Back-ups themselves are incremental with retained client-side caches and run frequently (down to 15 mins for production). They’re no problem, most take less than one minute to run since only uploading a couple new files. Restores with the new improved restore are pretty excellent and about as fast as you could hope for I think. The forget/prune is slow, which is a problem because it needs an exclusive lock the whole time. Slow and non-exclusive would be no issue. Or exclusive and faster.

I’ll add your suggested optimization options for next forget/prune run and see what the impact is :eyes:

Using a VPS located closer to B2 is not an option for you?

1 Like

The number of parallel delete operations is currently limited to 8, see

You could also try setting prune -o b2.connections=8 to get the full parallelism. The default connections limit is 5. This makes me wonder whether the operation times have to be multiplied by five. Which would mean 0.8s/delete.

1 Like

Thanks, I had the impression from this article and others that -o b2.connections=8 went to the B2 library but was basically ignored by restic operations. I’ll definitely try -o b2.connections=8 to see if it helps. If we can uncap that hard-coded delete workers limit maybe we can make a dent in the times!

@764287 I considered running containers closer to the the B2 data center just for the forget/prunes. But the restic cache is necessarily in the countries where the data being backed up is. And we’d have to coordinate suspending the backups is those locations with the prune starting near B2. So possible, but a lot of stuff to make it happen.

Last month I tested 0.12.0 with high-latency (180ms) access to B2. Backup and restore performance is great, but forget/prune performance is poor. This is due to how slowly restic can delete objects. And deleting object is ~95% of the total time a forget/prune takes.

From other comments the problem is the small cap on the number of allowed delete connections/workers. It appears that currently every connection requires a dedicated worker, and the number of workers defaults to 5 and has a hard-coded maximum of only 8.

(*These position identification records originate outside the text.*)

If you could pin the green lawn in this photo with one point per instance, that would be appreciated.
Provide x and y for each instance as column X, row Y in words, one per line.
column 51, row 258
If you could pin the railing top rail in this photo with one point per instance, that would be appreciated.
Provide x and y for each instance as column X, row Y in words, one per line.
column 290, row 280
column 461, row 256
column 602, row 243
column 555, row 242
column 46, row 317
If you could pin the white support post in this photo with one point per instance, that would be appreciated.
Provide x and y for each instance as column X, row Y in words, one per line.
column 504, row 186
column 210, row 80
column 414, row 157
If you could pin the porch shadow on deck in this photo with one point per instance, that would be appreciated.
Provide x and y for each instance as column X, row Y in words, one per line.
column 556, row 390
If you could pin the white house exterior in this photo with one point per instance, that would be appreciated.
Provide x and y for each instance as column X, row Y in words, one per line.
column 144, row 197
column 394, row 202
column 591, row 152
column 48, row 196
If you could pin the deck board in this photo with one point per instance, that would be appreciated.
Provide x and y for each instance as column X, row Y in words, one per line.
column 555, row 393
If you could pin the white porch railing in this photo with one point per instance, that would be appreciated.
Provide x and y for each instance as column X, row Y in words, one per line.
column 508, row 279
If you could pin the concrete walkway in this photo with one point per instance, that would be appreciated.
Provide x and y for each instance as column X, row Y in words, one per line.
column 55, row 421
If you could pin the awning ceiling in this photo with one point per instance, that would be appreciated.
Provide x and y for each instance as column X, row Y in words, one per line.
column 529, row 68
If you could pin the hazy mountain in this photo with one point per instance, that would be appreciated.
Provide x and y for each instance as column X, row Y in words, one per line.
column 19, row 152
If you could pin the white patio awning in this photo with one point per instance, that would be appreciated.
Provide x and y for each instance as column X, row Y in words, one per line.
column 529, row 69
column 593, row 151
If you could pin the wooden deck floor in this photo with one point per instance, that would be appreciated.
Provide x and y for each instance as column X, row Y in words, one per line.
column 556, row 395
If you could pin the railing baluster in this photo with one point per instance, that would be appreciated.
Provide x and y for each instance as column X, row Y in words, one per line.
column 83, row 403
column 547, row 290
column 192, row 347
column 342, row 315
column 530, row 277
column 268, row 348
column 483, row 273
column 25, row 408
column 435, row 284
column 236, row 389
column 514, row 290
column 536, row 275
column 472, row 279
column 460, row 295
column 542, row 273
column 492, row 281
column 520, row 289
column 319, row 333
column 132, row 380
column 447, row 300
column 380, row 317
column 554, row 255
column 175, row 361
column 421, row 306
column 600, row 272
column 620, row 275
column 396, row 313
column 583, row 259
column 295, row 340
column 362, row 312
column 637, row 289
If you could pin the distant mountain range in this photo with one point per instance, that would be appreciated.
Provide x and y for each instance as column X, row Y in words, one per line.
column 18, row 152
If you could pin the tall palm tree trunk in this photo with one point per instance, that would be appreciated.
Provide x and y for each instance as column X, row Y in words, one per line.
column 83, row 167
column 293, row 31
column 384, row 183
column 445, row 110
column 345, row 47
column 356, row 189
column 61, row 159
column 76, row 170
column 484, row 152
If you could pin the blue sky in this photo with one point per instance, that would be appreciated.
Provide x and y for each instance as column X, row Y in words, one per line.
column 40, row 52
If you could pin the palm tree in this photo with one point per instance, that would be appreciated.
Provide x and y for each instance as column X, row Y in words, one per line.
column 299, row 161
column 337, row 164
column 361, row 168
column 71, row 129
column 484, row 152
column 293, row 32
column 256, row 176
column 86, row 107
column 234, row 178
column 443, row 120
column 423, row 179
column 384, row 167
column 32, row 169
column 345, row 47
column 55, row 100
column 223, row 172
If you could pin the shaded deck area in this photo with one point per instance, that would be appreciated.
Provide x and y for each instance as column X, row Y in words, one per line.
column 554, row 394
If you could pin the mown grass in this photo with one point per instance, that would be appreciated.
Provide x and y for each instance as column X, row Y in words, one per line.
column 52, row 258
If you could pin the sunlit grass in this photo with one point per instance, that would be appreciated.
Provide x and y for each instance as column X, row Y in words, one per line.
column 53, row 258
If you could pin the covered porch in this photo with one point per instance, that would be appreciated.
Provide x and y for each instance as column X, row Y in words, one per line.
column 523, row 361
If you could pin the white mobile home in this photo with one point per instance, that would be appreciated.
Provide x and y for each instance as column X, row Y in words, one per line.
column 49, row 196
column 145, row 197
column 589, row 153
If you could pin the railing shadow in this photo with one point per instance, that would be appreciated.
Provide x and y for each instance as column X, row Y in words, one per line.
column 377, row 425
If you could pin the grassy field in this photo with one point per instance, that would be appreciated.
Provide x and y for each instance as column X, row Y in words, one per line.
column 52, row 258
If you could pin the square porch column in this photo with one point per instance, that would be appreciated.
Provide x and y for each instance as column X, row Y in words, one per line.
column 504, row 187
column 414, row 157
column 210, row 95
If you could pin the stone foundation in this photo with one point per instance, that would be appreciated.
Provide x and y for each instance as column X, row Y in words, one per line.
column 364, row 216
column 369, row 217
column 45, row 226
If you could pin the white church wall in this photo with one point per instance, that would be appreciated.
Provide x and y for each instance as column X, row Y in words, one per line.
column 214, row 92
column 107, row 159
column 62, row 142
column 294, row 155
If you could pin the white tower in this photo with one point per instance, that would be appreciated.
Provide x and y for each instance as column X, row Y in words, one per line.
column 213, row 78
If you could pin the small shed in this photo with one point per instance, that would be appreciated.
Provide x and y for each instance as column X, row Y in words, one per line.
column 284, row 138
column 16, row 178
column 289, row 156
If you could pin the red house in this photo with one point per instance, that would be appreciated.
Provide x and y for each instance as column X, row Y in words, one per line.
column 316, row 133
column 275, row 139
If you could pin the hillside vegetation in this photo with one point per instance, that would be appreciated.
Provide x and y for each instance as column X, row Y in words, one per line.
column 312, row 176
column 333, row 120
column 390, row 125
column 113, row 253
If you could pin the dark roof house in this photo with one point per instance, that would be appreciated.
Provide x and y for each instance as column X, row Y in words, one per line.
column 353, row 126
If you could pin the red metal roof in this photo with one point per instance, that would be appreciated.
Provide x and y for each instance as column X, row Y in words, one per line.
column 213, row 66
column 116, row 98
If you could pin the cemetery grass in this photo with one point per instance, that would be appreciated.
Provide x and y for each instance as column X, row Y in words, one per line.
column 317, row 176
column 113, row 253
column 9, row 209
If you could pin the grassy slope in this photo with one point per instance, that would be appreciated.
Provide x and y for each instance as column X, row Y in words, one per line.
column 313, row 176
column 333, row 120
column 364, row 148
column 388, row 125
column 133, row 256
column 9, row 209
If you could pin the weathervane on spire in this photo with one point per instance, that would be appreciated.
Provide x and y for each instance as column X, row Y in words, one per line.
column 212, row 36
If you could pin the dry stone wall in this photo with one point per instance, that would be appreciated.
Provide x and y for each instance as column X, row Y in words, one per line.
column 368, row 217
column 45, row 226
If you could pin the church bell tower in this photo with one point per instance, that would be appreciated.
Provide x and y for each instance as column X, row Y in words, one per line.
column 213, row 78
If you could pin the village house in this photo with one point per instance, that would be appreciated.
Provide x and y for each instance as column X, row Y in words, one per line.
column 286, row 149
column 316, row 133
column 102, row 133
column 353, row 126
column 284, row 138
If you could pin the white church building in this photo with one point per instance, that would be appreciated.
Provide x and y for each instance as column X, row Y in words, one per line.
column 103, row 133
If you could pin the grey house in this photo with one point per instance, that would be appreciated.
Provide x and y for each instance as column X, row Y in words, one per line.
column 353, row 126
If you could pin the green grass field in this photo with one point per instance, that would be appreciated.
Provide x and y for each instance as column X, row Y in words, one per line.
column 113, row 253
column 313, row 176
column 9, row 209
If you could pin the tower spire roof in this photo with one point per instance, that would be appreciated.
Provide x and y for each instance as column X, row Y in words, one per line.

The result is that restic can only delete about 6 objects/second by default (for 180ms latency), so a prune than needs to delete 100,000 objects takes ~5 hours. The original results are quoted below:

I have done some further testing with 0.12.1 with new options the community suggested:

--max-unused unlimited
-o b2.connections=8

Here the average restic B2 operation times we observe with network latency ~180ms:

Deleting snapshots for forget: 0.1s / delete
Deleting obsolete indexes: 0.09s / delete
Removing old packs: 0.1s / delete

Finding in use data: 0.16s / snapshot
Repacking pack: 1.3s / repack

Being able to increase the number of delete workers from 5 to 8, almost doubled the speed at which restic can delete objects! I saw a about linear speed-up with the number of connections/workers. This almost halves the total forget/prune times.

I would love to test with 16 or 32 connections/workers, but unfortunately the hardcoded limit of 8 workers also places a hard limit on the maximum speed of forget/prune operations. It would be great if this limit could be moved out of the code to a configuration setting. Or at least, in the first instance, to a build configuration.

It is not clear what the --max-unused unlimited did as it wasn’t an identical starting state and the previous test. It probably reduced the number of objects that needed repacking and deleting, but that wasn’t dramatic. This was a smaller forget/prune, deleting ~40K objects and there were only ~100 repacks required with --max-unused unlimited.